Il presidente De Laurentiis ha risposto, con un comunicato apparso sul sito ufficiale, alle accuse di Marcello Nicchi, presidente dell’AIA: “Contesto totalmente le accuse di Nicchi nei miei confronti. Anche se non mi sorprende che il capo degli arbitri abbia voluto difendere chi aveva commesso gravi errori.
I miei tweet sono semplici, essenziali e assolutamente non offensivi, poiché fotografano la realtà dei fatti ampiamente poi condivisa e ribadita da gran parte dei media.

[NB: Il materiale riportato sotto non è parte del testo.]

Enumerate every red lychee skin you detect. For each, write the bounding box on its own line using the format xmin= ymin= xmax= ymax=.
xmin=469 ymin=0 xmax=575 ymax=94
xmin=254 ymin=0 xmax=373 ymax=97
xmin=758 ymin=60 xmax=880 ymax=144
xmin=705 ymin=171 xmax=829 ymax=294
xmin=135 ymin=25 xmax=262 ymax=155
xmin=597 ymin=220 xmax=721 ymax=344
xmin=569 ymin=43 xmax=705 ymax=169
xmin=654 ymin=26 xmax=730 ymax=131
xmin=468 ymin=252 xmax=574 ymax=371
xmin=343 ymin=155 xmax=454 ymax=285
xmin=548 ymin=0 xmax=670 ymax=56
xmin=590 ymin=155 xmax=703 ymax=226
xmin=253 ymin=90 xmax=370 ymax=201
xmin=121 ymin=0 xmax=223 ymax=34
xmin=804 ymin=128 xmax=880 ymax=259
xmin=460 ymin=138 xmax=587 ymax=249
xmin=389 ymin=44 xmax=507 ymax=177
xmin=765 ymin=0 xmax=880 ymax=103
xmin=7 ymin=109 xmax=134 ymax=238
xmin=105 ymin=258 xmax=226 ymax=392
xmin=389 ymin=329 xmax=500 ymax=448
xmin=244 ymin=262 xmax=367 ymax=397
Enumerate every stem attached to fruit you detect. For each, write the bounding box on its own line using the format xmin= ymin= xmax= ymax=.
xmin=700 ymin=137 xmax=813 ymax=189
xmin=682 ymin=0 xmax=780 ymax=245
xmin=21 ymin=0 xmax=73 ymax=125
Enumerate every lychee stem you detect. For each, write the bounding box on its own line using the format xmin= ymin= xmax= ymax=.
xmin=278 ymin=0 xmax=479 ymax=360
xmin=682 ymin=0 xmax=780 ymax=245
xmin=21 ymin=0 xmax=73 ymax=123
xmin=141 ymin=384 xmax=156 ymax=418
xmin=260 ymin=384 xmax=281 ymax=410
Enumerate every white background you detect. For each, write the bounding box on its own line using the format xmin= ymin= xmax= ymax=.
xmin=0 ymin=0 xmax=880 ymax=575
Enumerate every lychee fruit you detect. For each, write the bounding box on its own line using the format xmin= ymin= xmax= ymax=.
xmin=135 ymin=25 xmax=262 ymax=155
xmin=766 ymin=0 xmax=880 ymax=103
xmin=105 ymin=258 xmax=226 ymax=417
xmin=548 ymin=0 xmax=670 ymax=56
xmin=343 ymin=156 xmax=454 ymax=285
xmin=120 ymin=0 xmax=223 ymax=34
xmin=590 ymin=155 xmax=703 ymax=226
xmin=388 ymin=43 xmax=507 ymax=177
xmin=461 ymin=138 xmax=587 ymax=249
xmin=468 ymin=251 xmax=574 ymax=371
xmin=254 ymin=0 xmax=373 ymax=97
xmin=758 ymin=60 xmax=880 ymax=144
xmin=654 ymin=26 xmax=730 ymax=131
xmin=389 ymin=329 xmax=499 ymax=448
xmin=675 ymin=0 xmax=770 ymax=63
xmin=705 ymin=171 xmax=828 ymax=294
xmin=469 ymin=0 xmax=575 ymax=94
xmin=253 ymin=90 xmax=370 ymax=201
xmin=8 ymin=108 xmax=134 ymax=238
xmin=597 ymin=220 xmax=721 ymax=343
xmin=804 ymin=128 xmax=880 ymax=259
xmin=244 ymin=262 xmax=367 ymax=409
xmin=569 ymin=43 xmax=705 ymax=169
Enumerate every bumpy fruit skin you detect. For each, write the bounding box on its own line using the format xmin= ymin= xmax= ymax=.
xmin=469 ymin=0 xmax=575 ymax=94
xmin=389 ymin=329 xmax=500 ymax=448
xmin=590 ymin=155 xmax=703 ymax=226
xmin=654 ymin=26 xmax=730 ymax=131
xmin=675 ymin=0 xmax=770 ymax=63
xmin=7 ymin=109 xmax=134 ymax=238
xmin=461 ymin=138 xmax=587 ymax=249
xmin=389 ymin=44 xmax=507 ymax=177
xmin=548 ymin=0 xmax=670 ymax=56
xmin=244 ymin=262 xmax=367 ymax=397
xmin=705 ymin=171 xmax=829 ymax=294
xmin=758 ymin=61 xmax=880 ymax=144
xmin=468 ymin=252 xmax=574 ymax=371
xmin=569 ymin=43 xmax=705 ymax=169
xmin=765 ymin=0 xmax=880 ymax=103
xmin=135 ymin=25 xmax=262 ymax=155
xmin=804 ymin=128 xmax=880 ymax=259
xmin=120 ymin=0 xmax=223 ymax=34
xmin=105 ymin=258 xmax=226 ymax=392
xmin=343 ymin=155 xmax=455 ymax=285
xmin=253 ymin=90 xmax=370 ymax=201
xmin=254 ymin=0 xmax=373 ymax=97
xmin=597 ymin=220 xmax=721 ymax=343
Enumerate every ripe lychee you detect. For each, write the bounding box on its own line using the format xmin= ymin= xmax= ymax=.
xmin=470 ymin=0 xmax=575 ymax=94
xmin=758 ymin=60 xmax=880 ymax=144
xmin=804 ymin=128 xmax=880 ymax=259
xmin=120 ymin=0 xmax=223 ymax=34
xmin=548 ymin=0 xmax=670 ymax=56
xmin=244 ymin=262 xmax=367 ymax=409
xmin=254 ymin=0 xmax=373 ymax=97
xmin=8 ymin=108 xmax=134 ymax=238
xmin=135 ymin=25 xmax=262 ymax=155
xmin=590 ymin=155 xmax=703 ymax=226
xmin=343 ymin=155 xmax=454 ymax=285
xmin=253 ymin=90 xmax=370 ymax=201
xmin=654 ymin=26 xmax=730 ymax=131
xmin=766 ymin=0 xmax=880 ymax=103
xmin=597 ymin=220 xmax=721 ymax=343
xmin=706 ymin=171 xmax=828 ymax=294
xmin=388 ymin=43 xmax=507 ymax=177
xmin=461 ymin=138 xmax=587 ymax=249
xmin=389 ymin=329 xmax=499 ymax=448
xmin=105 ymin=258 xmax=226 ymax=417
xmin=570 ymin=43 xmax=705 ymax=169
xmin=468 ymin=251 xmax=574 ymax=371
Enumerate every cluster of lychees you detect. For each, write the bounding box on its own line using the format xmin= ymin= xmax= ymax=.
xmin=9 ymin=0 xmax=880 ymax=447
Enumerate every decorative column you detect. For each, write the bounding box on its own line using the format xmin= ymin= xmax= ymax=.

Da Pechino non ho più giudicato alcun episodio arbitrale, così come non hanno espresso giudizi nè tecnico e né squadra.
Questa volta però, in una partita così delicata, la macroscopicità degli errori è stata tale che ho ritenuto evidenziarli.
Venendo dal cinema sono stato educato per la democraticità e la libertà d’espressione. La critica è sempre costruttiva per migliorare le prestazioni di tutti noi protagonisti inclusi gli arbitri che devono assolutamente, per professione e cultura, essere rigorosissimi nell’imparzialità.
Il pensiero personale che ho inteso esprimere ha l’unico significato di evidenziare l’inadeguatezza dell’attuale sistema e la necessità di una urgente revisione dello stesso, come l’introduzione della moviola in campo che da più anni ho sollecitato. Moviola che per altro viene già utilizzata in molti sport professionistici”.